Człowiek stojący na czele Ukrainy nie tylko nie ma zamiaru przeprosić narodu polskiego za ludobójstwo przez bandy OUN-UPA, lecz gloryfikuje dokonania banderowców. Stawiane są pomniki Stephanowi Banderze, flagi UPA powiewają na Ukrainie, planowane jest nadanie nawet uprawnień weteranów mordercom Polaków. Dzisiaj, pogrobowcy Bandery mordują na wschodzie Ukrainy cywili. Każdy kraj, wysoko niosący swoją głowę, uznałby takiego prezydenta persona non grata. A nasza klasa polityczna, przyjmuje na salonach, składa obietnice wsparcia finansowego i militarnego. Prawdopodobnie jednostka GROM już jest na Ukrainie, być może szkoląc armię ukraińską, co i tak jest hańbą.

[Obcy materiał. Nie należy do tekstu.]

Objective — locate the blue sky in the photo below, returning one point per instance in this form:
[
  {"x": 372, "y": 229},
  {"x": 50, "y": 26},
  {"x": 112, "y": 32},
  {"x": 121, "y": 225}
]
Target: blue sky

Dlatego też Obóz Wielkiej Polski, zorganizował pikietę w Warszawie pod Sejmem oraz następnego dnia wizyty w Lublinie.
Niestety, kolumna z Petro Poroszenką dotarła do Sejmu tylnym wjazdem a nie głównym, przy którym miała miejsce nasza pikieta.
Dziękujemy wszystkim przybyłym i mamy nadzieję, iż zmotywuje to innych do aktywnego protestowania gdy narodowi pluje się w twarz.